Week of 080804

Open Actions from last week:

Daily WLCG Operations Call details

To join the call, at 15.00 CE(S)T Monday to Friday inclusive (in CERN 513 R-068) do one of the following:

  1. Dial +41227676000 (Main) and enter access code 0119168, or
  2. To have the system call you, click here

General Information

See the weekly joint operations meeting minutes

Additional Material:

Monday:

Attendance: local(N.Thackray, J-P.Baud, H.Renshall, R.Santinelli, S.Lemaitre, L.Canali);remote(D.Ross, M.Ernst).

elog review: One new entry from LHCb. There is a 1-2% failure rate to return the turl of a file (times-out after 30 seconds) at SARA with no obvious pattern. Since LHCb jobs typically read 20 files this translates to a high job failure rate.

Experiments round table:

ATLAS (mail from A.Klimentov): end of week 31 statistics is available at https://prod-grid-logger.cern.ch/elog/ATLAS+Computer+Operations+Logbook/482 ALL Tier-1s received 100% of FT data from CERN (at the same time all cosmic data is also replicated). We do not have double registration for Tier-1s and Tier-2s during this week - thanks to DQ2 developers and all sites for keeping the system 100% efficient.

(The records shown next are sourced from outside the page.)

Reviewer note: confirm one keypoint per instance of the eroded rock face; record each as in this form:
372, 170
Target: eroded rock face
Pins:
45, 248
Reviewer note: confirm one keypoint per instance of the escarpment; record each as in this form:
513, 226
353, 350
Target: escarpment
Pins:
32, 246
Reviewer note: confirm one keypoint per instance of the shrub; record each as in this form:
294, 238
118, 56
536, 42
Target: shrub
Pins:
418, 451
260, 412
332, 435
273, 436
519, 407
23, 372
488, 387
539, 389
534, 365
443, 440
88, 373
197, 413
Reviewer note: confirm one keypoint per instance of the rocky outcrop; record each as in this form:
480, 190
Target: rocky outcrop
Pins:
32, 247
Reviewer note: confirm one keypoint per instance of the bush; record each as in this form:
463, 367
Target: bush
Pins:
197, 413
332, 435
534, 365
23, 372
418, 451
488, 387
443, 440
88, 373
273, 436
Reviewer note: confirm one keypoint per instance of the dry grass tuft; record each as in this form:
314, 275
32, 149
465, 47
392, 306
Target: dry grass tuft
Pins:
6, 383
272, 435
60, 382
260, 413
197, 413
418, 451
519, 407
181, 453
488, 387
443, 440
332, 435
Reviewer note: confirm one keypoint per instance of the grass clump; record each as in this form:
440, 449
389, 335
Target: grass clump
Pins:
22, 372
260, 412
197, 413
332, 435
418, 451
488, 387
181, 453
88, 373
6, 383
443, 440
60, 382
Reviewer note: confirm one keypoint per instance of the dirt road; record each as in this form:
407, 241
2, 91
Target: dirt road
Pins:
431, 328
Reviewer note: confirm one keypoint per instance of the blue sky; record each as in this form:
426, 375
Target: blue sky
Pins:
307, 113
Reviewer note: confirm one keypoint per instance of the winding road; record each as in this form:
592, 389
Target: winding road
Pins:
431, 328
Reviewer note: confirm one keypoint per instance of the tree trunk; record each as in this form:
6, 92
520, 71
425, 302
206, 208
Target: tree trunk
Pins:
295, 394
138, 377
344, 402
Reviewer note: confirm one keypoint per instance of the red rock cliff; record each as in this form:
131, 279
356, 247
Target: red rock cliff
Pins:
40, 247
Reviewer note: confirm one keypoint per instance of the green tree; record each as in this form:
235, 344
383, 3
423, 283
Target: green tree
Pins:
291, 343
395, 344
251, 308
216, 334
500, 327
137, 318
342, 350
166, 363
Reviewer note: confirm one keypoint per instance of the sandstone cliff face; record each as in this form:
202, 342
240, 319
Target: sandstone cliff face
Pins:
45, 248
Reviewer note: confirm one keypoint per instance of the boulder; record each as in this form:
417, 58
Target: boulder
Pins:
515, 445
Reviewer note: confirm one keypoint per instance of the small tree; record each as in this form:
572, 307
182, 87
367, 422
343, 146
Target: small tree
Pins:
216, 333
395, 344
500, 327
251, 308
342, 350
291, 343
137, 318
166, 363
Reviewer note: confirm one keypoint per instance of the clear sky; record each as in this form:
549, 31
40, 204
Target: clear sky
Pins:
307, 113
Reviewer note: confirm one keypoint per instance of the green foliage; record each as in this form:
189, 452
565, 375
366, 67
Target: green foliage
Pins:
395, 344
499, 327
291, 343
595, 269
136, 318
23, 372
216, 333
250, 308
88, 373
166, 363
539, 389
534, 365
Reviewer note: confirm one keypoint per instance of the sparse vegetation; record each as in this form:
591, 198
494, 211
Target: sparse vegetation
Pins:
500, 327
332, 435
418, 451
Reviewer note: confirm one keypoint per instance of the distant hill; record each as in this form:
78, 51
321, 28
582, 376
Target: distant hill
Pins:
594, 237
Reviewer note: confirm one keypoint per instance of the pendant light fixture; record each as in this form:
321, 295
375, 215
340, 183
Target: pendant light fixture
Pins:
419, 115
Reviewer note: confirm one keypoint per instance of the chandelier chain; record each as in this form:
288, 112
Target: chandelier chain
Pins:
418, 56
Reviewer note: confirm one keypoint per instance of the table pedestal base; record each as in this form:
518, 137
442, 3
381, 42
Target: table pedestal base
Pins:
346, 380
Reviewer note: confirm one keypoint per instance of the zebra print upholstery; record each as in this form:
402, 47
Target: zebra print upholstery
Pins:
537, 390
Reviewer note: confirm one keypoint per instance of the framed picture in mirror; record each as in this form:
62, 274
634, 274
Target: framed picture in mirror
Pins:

LHCb: one of the pending issues, that of Storm reporting it has deleted files when it has not, is accepted as an internal problem that will be fixed with the next release. During this week LHCb will start a low rate CCRC activity running their generic pilot jobs model. They are hitting a limit that the WMS only allows 10 delegated proxy renewals so for the moment are submitting WMS work with a 1 week proxy with no renewals. N.Thackray reported this is a limitation in vdt and he expects to get some information from them on this tomorrow. Sophie asked why there are very few jobs for LHCb at CERN the answer being they are still commissioning for the next round of Dirac2 running.

Sites round table:

Core services (CERN) report: There was a UK CA event that resulted in all UK certificate owners being sent a mail from CERN saying incorrectly that their certificates had expired. Corrective mails have now been sent.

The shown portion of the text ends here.